Colombia's World Cup team are being roared on by thousands of fans in Australia who are playing a major part in spurring their country to new heights in women's football.
A Colombian side led by 18-year-old sensation Linda Caicedo caused one of the upsets of the competition so far when they stunned Germany 2-1 on Sunday in Sydney.
Manuela Vanegas's header in the 97th minute against one of the favourites put Colombia on the cusp of the last 16 and dreaming of winning the World Cup for the first time.
Colombia have appeared at the Women's World Cup only twice before, in 2011 and in 2015, when they reached the last 16 for the first time. But they failed to qualify for the event four years ago.
They need just a draw on Thursday against Morocco to top their group and could still reach the last 16 even with a defeat.
Dubbed 'The Powerpuff Girls', Caicedo's Colombia were driven on against Germany by a large majority of the 40,000 spectators at a pulsating Sydney Football Stadium.
The stadium was a sea of yellow shirts with deafening jeers and whistles greeting every German when they touched the ball.

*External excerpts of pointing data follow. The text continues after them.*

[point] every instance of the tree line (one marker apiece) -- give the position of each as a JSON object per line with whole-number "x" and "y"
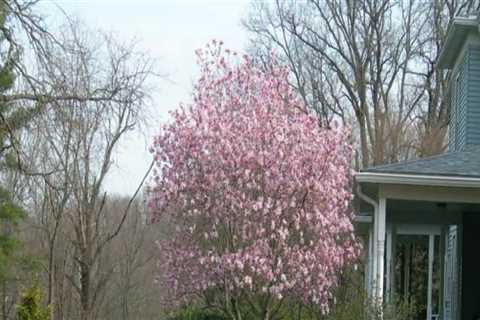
{"x": 68, "y": 97}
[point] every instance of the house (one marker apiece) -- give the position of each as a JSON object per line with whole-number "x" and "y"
{"x": 423, "y": 217}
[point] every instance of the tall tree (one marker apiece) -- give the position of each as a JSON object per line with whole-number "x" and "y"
{"x": 256, "y": 192}
{"x": 369, "y": 63}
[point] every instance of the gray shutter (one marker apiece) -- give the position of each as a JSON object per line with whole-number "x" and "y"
{"x": 450, "y": 305}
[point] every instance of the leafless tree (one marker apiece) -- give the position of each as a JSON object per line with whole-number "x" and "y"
{"x": 96, "y": 90}
{"x": 371, "y": 64}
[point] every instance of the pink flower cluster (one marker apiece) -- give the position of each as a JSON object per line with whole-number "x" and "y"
{"x": 258, "y": 194}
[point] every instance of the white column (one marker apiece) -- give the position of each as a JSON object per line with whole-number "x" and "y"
{"x": 431, "y": 250}
{"x": 369, "y": 263}
{"x": 382, "y": 206}
{"x": 388, "y": 270}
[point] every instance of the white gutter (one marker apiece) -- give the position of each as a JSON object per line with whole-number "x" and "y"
{"x": 416, "y": 179}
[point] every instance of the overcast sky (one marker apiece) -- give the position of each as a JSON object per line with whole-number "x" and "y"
{"x": 170, "y": 30}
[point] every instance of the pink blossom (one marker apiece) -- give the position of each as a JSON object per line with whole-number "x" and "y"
{"x": 259, "y": 194}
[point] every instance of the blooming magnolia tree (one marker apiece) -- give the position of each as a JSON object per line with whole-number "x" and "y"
{"x": 258, "y": 194}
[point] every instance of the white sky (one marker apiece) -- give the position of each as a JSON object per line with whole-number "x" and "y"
{"x": 170, "y": 30}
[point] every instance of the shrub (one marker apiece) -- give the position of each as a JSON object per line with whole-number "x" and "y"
{"x": 31, "y": 307}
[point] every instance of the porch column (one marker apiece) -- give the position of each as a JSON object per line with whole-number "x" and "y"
{"x": 380, "y": 224}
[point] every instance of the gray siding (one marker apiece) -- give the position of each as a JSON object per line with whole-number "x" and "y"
{"x": 473, "y": 112}
{"x": 464, "y": 130}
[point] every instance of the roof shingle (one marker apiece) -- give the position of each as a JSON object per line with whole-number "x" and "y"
{"x": 460, "y": 163}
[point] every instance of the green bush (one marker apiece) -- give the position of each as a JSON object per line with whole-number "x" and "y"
{"x": 195, "y": 313}
{"x": 31, "y": 307}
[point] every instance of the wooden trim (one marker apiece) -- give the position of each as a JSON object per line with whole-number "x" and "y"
{"x": 430, "y": 193}
{"x": 418, "y": 180}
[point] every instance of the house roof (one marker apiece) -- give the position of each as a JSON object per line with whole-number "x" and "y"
{"x": 456, "y": 36}
{"x": 456, "y": 164}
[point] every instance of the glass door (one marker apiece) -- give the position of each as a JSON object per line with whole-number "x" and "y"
{"x": 417, "y": 272}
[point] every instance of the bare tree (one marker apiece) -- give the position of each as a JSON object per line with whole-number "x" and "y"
{"x": 96, "y": 92}
{"x": 368, "y": 63}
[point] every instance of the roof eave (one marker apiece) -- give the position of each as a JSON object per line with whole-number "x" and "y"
{"x": 455, "y": 36}
{"x": 417, "y": 179}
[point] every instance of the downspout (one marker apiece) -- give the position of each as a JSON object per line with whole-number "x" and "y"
{"x": 372, "y": 288}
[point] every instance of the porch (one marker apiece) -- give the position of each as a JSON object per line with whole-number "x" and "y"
{"x": 423, "y": 239}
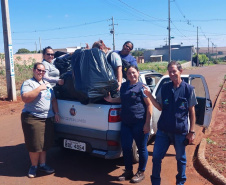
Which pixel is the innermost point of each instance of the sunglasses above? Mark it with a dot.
(129, 47)
(50, 54)
(39, 70)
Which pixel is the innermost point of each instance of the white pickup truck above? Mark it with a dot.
(95, 128)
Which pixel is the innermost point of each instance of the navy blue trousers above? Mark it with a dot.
(128, 134)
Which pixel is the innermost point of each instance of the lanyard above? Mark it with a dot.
(38, 81)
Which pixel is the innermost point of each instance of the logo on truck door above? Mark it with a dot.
(73, 111)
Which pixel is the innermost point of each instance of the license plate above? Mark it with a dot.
(74, 145)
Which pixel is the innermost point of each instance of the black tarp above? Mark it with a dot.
(93, 77)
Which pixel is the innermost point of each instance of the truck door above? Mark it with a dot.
(203, 109)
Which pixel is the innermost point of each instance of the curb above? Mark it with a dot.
(209, 172)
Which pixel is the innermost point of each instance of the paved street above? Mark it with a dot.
(82, 169)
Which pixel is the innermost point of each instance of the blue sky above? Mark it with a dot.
(69, 23)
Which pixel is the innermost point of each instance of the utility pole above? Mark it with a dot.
(35, 47)
(113, 31)
(212, 48)
(197, 46)
(208, 49)
(216, 51)
(40, 44)
(169, 31)
(9, 64)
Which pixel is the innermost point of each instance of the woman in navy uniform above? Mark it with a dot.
(135, 114)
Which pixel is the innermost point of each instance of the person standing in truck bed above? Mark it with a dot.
(125, 53)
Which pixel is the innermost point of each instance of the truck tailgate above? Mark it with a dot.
(92, 116)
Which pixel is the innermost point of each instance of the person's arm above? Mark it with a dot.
(55, 109)
(146, 127)
(153, 100)
(119, 77)
(112, 100)
(28, 97)
(191, 135)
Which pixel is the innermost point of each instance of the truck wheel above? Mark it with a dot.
(135, 153)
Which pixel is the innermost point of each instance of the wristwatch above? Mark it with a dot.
(193, 132)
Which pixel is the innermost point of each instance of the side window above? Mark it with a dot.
(199, 88)
(165, 80)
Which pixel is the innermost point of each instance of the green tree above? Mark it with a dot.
(22, 50)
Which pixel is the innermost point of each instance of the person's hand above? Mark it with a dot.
(108, 98)
(57, 118)
(119, 86)
(61, 82)
(191, 137)
(146, 90)
(87, 46)
(146, 128)
(42, 87)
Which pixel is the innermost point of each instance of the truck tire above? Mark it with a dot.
(135, 153)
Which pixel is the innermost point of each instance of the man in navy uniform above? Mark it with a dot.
(177, 102)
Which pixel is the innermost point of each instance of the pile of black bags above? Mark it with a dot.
(88, 77)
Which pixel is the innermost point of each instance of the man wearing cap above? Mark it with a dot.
(177, 102)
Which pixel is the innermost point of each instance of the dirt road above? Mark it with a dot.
(80, 168)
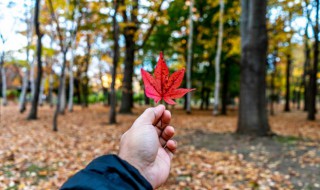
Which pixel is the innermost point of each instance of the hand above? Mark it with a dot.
(147, 145)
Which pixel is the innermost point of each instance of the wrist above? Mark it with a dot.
(141, 170)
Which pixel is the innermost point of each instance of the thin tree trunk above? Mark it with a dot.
(35, 99)
(306, 71)
(252, 118)
(225, 88)
(189, 57)
(23, 95)
(62, 96)
(4, 86)
(85, 82)
(288, 69)
(60, 91)
(51, 89)
(272, 86)
(313, 76)
(112, 114)
(41, 92)
(202, 96)
(71, 80)
(32, 83)
(127, 93)
(217, 61)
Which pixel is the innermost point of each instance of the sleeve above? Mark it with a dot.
(107, 172)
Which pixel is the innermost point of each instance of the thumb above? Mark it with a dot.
(151, 115)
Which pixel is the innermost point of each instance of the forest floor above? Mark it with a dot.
(209, 156)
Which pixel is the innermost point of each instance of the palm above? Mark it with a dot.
(143, 145)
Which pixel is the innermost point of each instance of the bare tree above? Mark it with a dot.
(35, 99)
(112, 113)
(252, 118)
(23, 95)
(314, 72)
(64, 46)
(217, 61)
(189, 56)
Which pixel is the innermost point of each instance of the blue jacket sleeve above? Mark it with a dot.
(107, 172)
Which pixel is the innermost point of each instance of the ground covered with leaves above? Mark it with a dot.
(209, 156)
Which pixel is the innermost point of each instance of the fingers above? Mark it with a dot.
(166, 135)
(171, 148)
(151, 116)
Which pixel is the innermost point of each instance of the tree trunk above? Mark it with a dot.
(35, 99)
(252, 118)
(112, 114)
(32, 83)
(127, 93)
(85, 81)
(306, 71)
(202, 97)
(313, 76)
(288, 69)
(23, 95)
(41, 92)
(71, 80)
(51, 89)
(60, 91)
(62, 96)
(225, 87)
(208, 91)
(189, 57)
(4, 85)
(217, 61)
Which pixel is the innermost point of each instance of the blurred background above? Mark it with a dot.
(71, 85)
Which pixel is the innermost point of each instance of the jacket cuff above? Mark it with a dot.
(108, 165)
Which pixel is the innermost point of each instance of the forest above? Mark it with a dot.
(71, 84)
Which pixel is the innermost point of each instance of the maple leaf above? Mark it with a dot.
(163, 86)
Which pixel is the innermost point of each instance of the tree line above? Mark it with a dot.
(67, 40)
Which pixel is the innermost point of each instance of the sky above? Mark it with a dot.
(10, 24)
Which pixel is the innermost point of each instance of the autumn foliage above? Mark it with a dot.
(163, 86)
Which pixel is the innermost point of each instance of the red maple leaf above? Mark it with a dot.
(163, 86)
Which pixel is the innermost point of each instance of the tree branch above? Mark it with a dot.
(153, 24)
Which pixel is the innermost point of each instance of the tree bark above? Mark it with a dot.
(71, 80)
(225, 87)
(272, 85)
(112, 114)
(306, 70)
(127, 93)
(252, 118)
(51, 89)
(189, 57)
(217, 61)
(35, 99)
(85, 82)
(23, 95)
(41, 92)
(60, 91)
(62, 97)
(313, 76)
(288, 71)
(4, 85)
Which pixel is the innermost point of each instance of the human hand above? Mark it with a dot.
(147, 145)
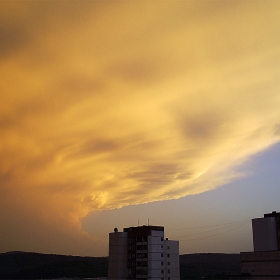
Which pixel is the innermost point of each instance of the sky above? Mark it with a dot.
(124, 113)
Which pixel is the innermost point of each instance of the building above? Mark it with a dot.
(143, 253)
(266, 232)
(264, 262)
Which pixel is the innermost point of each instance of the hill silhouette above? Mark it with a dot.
(29, 265)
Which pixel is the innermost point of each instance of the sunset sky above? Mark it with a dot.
(119, 113)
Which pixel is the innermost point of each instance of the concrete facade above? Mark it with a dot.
(264, 262)
(261, 265)
(143, 253)
(266, 232)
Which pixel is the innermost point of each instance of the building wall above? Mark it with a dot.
(264, 234)
(261, 265)
(142, 253)
(172, 264)
(156, 255)
(117, 266)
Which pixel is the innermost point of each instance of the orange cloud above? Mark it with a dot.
(118, 103)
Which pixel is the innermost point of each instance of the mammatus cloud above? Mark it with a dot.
(119, 103)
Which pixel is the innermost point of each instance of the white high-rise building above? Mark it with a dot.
(143, 253)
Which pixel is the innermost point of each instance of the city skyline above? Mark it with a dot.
(114, 113)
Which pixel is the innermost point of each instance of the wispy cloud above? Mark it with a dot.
(118, 103)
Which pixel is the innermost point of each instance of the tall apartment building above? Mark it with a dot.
(266, 232)
(143, 253)
(264, 262)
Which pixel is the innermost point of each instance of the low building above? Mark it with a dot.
(143, 253)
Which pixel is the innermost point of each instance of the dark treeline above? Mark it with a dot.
(23, 265)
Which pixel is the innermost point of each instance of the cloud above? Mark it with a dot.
(112, 104)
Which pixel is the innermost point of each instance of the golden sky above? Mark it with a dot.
(113, 103)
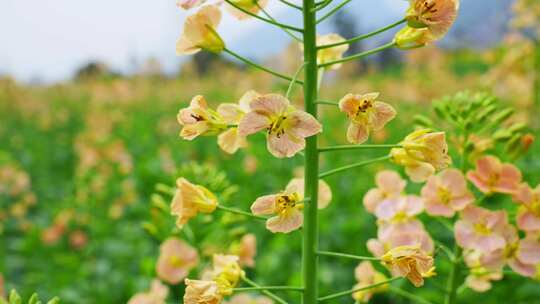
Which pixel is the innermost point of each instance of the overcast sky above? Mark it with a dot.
(48, 39)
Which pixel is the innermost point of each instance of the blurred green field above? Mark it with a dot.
(89, 154)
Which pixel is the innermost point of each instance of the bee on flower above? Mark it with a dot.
(189, 200)
(200, 32)
(175, 260)
(287, 206)
(199, 120)
(409, 262)
(286, 127)
(366, 115)
(422, 153)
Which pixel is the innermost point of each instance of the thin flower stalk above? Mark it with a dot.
(289, 27)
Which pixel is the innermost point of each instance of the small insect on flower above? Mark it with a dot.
(252, 6)
(481, 229)
(199, 120)
(492, 176)
(230, 140)
(366, 115)
(188, 4)
(189, 200)
(422, 153)
(435, 15)
(389, 187)
(157, 295)
(200, 32)
(287, 207)
(409, 262)
(446, 193)
(528, 217)
(286, 126)
(366, 275)
(332, 53)
(199, 291)
(176, 259)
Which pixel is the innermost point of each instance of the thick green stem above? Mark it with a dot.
(310, 230)
(264, 291)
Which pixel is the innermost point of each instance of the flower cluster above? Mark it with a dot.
(403, 244)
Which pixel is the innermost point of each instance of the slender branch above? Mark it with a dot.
(319, 6)
(333, 11)
(236, 211)
(357, 147)
(260, 67)
(348, 256)
(359, 55)
(284, 288)
(325, 102)
(351, 291)
(295, 77)
(362, 37)
(264, 19)
(408, 295)
(298, 7)
(288, 32)
(265, 292)
(352, 166)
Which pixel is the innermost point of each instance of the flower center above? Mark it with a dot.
(444, 195)
(287, 202)
(482, 229)
(278, 125)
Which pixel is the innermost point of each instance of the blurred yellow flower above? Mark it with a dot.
(200, 32)
(189, 200)
(366, 115)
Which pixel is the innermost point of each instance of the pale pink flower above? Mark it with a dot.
(409, 262)
(247, 250)
(286, 126)
(390, 185)
(287, 209)
(188, 4)
(244, 298)
(157, 295)
(325, 193)
(446, 193)
(528, 217)
(198, 119)
(189, 200)
(202, 292)
(230, 141)
(176, 259)
(366, 275)
(200, 32)
(435, 15)
(481, 229)
(366, 115)
(493, 176)
(249, 5)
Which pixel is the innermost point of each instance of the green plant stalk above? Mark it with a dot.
(310, 230)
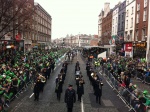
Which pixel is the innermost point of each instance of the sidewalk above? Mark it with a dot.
(140, 85)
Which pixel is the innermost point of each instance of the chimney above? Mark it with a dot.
(106, 8)
(106, 5)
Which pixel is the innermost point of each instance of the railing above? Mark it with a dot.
(24, 84)
(129, 98)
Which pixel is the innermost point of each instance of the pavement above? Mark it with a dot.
(110, 102)
(142, 86)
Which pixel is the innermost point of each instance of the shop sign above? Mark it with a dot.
(128, 47)
(140, 44)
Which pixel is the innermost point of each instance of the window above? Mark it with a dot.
(137, 18)
(131, 34)
(119, 27)
(132, 10)
(131, 22)
(136, 35)
(145, 15)
(113, 30)
(127, 13)
(122, 26)
(145, 3)
(143, 33)
(138, 7)
(127, 2)
(126, 24)
(122, 16)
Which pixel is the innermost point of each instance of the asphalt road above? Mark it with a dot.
(48, 101)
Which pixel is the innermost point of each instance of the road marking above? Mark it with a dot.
(82, 106)
(100, 73)
(109, 84)
(31, 95)
(108, 103)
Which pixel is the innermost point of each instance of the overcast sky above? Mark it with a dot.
(74, 16)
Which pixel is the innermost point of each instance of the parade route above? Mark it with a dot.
(48, 101)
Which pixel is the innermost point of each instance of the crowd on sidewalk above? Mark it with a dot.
(123, 69)
(18, 70)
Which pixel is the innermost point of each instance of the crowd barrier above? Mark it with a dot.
(142, 77)
(23, 85)
(123, 93)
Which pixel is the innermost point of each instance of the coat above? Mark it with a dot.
(80, 89)
(98, 91)
(70, 97)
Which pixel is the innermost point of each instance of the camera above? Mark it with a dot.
(101, 84)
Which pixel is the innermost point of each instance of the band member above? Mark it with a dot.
(36, 90)
(80, 89)
(58, 88)
(70, 98)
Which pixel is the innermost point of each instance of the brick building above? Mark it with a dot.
(106, 28)
(141, 28)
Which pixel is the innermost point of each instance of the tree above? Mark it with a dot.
(15, 15)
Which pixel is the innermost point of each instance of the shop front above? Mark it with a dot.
(139, 49)
(128, 49)
(28, 45)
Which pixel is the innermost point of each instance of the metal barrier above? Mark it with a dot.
(129, 98)
(26, 84)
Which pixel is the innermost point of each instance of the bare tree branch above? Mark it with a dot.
(12, 16)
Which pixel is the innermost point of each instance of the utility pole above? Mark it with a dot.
(148, 38)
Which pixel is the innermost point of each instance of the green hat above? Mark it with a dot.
(145, 92)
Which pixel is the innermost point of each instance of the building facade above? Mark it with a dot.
(102, 14)
(115, 21)
(141, 28)
(100, 24)
(130, 20)
(106, 29)
(42, 26)
(121, 19)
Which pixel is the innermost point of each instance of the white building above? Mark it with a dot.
(100, 24)
(130, 20)
(102, 14)
(115, 20)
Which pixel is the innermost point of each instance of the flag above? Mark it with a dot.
(18, 38)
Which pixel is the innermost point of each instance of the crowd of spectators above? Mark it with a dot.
(123, 69)
(18, 70)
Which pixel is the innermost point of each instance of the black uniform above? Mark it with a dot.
(70, 98)
(58, 88)
(36, 90)
(98, 93)
(80, 91)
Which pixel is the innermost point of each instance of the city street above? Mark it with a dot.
(48, 101)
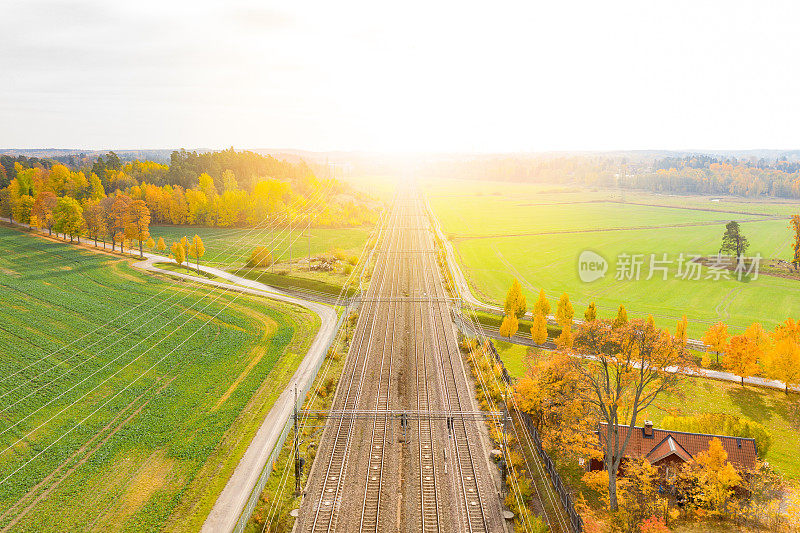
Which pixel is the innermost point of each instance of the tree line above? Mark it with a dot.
(75, 201)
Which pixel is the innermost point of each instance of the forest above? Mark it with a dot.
(220, 189)
(778, 177)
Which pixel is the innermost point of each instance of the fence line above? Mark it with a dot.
(576, 522)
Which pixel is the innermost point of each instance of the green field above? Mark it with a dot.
(135, 426)
(232, 246)
(500, 236)
(777, 412)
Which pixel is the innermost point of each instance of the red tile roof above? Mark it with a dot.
(741, 451)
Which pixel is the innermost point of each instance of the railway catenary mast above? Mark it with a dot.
(371, 474)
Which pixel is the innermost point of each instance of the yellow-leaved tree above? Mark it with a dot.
(539, 329)
(542, 304)
(622, 317)
(590, 313)
(515, 303)
(680, 330)
(741, 356)
(509, 326)
(710, 479)
(717, 338)
(178, 253)
(197, 250)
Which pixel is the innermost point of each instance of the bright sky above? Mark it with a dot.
(400, 76)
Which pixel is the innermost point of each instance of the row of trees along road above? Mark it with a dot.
(223, 199)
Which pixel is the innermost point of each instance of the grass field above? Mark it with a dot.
(537, 237)
(132, 426)
(777, 412)
(232, 246)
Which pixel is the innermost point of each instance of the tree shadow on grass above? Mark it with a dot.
(751, 403)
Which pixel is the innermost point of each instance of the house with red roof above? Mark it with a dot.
(668, 449)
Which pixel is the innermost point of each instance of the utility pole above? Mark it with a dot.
(297, 465)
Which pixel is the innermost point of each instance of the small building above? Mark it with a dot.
(668, 449)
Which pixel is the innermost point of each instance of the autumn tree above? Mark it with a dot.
(137, 224)
(515, 303)
(590, 313)
(622, 317)
(710, 479)
(539, 329)
(197, 250)
(95, 220)
(542, 305)
(43, 206)
(178, 253)
(549, 393)
(741, 356)
(733, 242)
(68, 218)
(680, 330)
(509, 326)
(783, 357)
(716, 338)
(627, 373)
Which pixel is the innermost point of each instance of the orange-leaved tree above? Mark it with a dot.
(178, 253)
(509, 326)
(539, 329)
(741, 356)
(716, 338)
(197, 250)
(626, 373)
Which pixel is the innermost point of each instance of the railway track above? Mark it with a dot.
(420, 475)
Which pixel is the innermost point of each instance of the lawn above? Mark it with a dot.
(777, 412)
(130, 421)
(549, 259)
(231, 247)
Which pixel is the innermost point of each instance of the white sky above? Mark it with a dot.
(400, 76)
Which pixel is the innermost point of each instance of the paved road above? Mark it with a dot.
(465, 291)
(234, 496)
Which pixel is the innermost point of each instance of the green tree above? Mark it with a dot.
(515, 303)
(733, 242)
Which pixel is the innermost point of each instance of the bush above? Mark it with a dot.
(260, 257)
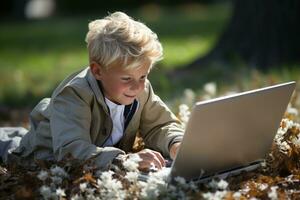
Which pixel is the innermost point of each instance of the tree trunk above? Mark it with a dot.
(261, 34)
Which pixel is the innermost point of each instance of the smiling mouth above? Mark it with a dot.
(130, 96)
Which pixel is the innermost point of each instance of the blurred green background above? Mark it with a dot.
(40, 46)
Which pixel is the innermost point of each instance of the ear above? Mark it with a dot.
(96, 70)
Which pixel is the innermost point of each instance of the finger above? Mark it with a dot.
(151, 159)
(160, 158)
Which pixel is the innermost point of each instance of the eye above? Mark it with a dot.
(143, 77)
(125, 78)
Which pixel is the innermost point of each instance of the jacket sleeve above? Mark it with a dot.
(159, 127)
(70, 127)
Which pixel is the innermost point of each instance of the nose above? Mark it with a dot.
(136, 85)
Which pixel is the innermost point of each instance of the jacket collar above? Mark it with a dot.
(96, 87)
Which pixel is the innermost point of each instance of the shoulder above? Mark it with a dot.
(76, 84)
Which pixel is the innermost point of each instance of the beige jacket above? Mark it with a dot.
(76, 120)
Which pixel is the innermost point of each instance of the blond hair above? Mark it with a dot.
(119, 39)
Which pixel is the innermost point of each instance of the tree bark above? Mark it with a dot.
(260, 34)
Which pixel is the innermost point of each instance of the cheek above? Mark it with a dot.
(121, 88)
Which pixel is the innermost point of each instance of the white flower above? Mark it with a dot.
(58, 171)
(180, 180)
(292, 111)
(56, 180)
(46, 192)
(60, 192)
(110, 188)
(273, 193)
(262, 186)
(210, 88)
(214, 196)
(188, 97)
(132, 162)
(284, 147)
(43, 175)
(132, 176)
(296, 141)
(83, 187)
(156, 184)
(222, 184)
(184, 113)
(237, 195)
(77, 197)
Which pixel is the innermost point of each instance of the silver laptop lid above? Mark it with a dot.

Germany star Lena Oberdorf said it felt like Colombia were at home.
She compared it to when Germany played hosts England at Wembley in the final of the Euros last summer in front of nearly 90,000, a match they also lost 2-1.
"It's the same -- but you don't expect it when you play against Colombia in Australia," said the midfielder.
"The fact that there are so many Colombian fans travelling here shows how much women's football is progressing," Oberdorf said.
Germany coach Martina Voss-Tecklenburg, whose side can still reach the last 16, said she felt a few of her players shrunk a little in the face of the frenzied Colombian support.
Full of Colombians
Most Colombians in the crowd seem to be living in Australia rather than having jumped on expensive long-haul flights across the Pacific.
Team spokesman Carlos Lajud told AFP that some are students while others are people who moved to Australia looking for work.
Census figures in 2021 said there were 35,000 people born in Colombia in Australia.
Like other countries, Colombia is enduring high inflation, while unemployment stood at just over 10 percent towards the end of last year.
According to a 2021 report by the International Organization for Migration, about 80 percent of Colombian migrants are in the United States, Spain, Venezuela, Ecuador and Canada.
The rest are split between Australia, Mexico and Panama.
There are nearly five million Colombians living overseas, according to the report.
Outside the stadium before the Germany match, a corner of Sydney became a mini Bogota for a few hours, albeit 15,000 kilometres (9,000 miles) from the Colombian capital.
Colombian fans decked in yellow held flares, danced and banged drums as bemused German fans and locals snapped pictures or observed sheepishly from a distance.
"It's time we start supporting women's football in Colombia because they don't support it," one male fan told television cameras as jubilant Colombians streamed out of the stadium afterwards.
"As you saw, we were playing as locals. It was full of Colombians, and we won."